Lorenz’s ethology showed that aggression, when properly managed, had positive consequences. Ardrey realised that the answer to the problem of human aggression was not to try to eliminate it – an impossible task, since Dart had demonstrated that it was ingrained in our nature – but to acknowledge aggression as innate and ineradicable, and then channel it productively. In his book On Aggression (1966), Lorenz made his own suggestions for possible outlets, including the space race.
It would be difficult to overstate the popularity in the 1960s and ’70s of Lorenz’s and Ardrey’s hypothesis about human nature. In the United States, their books became bestsellers. Through their theories about human nature, readers made sense of race riots and assassinations, the Vietnam War and the threat of nuclear annihilation.
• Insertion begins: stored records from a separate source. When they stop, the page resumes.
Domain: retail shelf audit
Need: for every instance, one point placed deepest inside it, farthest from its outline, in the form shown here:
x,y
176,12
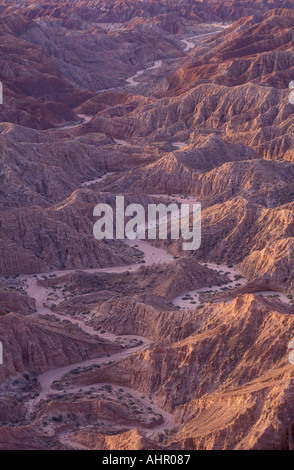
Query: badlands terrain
x,y
131,345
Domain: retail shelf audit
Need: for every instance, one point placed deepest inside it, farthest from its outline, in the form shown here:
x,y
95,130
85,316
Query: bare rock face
x,y
11,411
18,303
156,101
235,359
130,440
28,345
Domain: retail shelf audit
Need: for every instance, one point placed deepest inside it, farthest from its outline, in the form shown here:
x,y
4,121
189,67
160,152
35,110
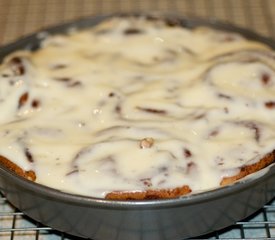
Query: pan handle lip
x,y
33,41
52,194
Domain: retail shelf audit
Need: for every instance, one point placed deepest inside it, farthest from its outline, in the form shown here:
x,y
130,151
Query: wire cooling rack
x,y
17,226
21,17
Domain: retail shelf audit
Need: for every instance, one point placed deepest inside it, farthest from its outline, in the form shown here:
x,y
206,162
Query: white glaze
x,y
191,91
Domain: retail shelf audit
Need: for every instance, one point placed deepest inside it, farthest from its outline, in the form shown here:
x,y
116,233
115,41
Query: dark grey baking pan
x,y
178,218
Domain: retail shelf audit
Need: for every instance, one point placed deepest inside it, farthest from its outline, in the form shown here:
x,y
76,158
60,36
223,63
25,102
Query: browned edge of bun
x,y
248,169
30,175
184,190
149,194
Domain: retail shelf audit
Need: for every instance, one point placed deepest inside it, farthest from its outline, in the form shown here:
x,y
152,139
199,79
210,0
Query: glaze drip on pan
x,y
138,105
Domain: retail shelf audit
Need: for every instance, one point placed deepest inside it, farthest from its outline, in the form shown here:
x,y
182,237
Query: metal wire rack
x,y
21,17
15,225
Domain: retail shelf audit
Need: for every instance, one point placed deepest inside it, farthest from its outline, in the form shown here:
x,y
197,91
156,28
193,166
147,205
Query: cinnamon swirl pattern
x,y
138,108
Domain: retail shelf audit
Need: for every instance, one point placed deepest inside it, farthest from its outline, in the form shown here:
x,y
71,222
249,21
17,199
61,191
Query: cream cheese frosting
x,y
134,104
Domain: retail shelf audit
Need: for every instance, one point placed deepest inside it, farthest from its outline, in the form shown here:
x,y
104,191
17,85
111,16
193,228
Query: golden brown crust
x,y
248,169
184,190
149,194
153,193
16,169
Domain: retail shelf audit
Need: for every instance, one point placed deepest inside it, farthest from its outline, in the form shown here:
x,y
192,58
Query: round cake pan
x,y
177,218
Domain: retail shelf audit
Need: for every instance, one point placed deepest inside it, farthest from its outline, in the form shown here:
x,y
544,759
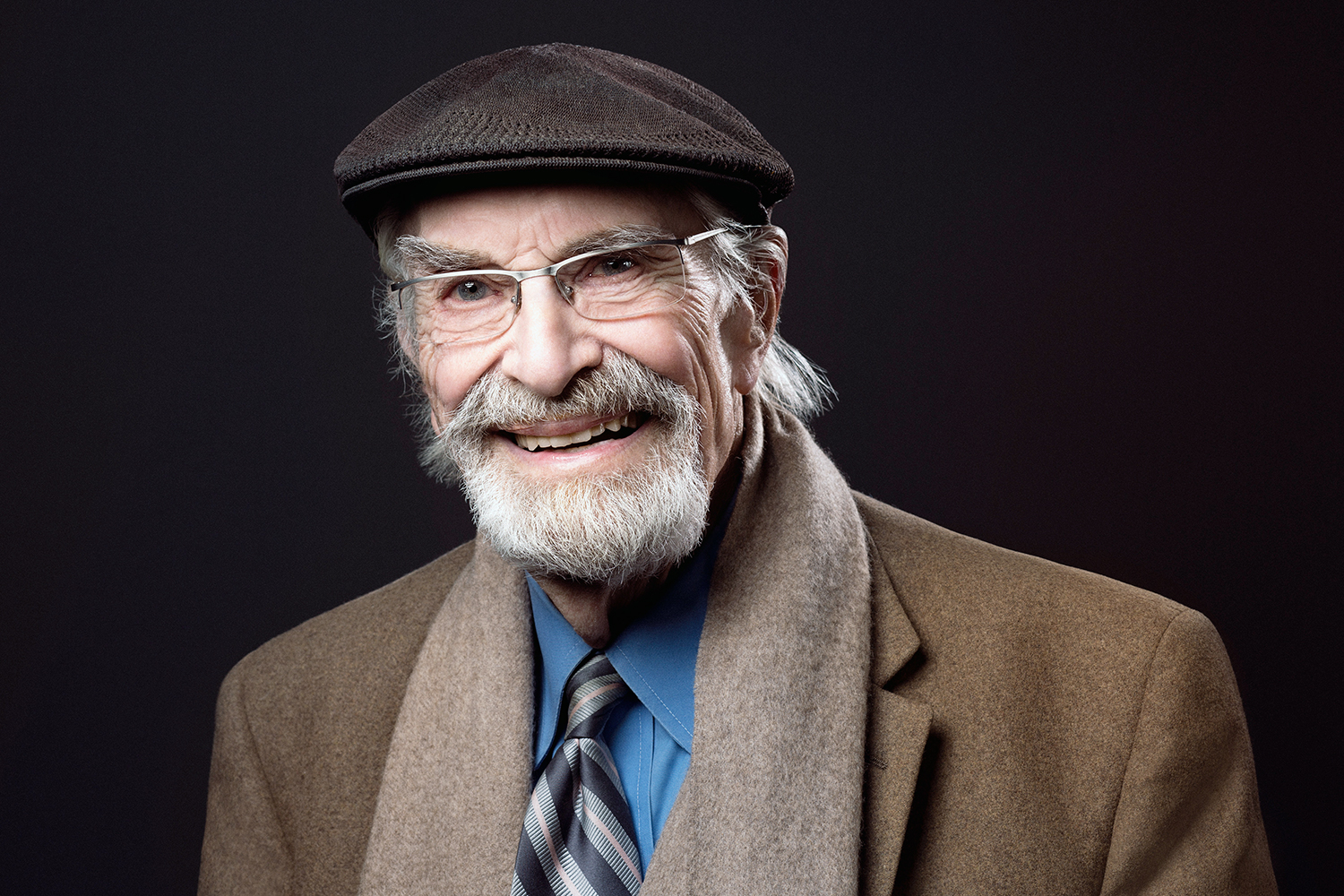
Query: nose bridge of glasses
x,y
547,273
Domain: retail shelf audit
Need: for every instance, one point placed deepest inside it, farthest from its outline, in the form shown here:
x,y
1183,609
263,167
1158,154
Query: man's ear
x,y
754,340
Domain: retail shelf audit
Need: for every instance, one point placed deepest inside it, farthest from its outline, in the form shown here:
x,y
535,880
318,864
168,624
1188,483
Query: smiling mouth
x,y
617,427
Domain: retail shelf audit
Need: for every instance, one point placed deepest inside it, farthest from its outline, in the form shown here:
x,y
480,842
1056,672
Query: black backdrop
x,y
1073,271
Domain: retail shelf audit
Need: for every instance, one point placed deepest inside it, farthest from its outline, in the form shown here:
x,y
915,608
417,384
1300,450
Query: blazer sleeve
x,y
245,849
1188,817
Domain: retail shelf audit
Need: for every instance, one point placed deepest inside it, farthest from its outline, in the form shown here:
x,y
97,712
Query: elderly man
x,y
682,656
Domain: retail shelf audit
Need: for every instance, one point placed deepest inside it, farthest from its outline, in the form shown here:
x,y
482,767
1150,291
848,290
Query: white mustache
x,y
617,386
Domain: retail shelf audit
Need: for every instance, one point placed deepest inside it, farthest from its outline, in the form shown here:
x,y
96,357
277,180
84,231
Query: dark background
x,y
1073,269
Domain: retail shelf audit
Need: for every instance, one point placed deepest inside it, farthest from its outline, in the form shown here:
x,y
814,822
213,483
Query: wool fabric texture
x,y
553,109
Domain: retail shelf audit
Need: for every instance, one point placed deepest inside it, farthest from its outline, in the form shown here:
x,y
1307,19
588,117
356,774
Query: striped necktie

Their warning – that humans must accommodate their aggression instinct and re-channel it, before it was too late – was cited by US senators and cabinet secretaries. The message made such a lasting impact that even in the 1980s, UNESCO found it necessary to endorse an official statement that biology didn’t condemn humans to violence.
How did the killer-instinct idea achieve such cultural power? Because it came embedded in story. Like the greatest fictional works, Lorenz’s and Ardrey’s books drew on an ancient motif: that man’s fatal flaw was also his greatest strength, deprived of which he would cease to be human. Their deft use of character, plot and scene-setting, their invocation of myth, their summing up in a moral that readers could apply to themselves, drove the theories of Lorenz and Ardrey to conventional wisdom status.
The sciences on which they built their theories might have been superseded. But today’s sciences of human nature – sociobiology and evolutionary psychology – have adopted the claim for an evolved predisposition for aggression. The 1960s bestsellers ushered in a genre of popular science that still depends on speculative reconstructions of human prehistory. It also still draws comparisons between the behaviour and emotions of humans and animals. The grudging compliment we pay a powerful man – ‘he’s an alpha male’ – is one hint of the genre. But we ought to be careful about what we believe. Theories of human nature have important consequences – what we think we are shapes how we act. We believe in such theories not because they are true, but because we are persuaded that they are true. The history of the claim for a killer instinct in humans encourages us to think of the ways in which scientists argue and try to persuade. Storytelling, in this view, is a crucial element of both the science and its public presentation.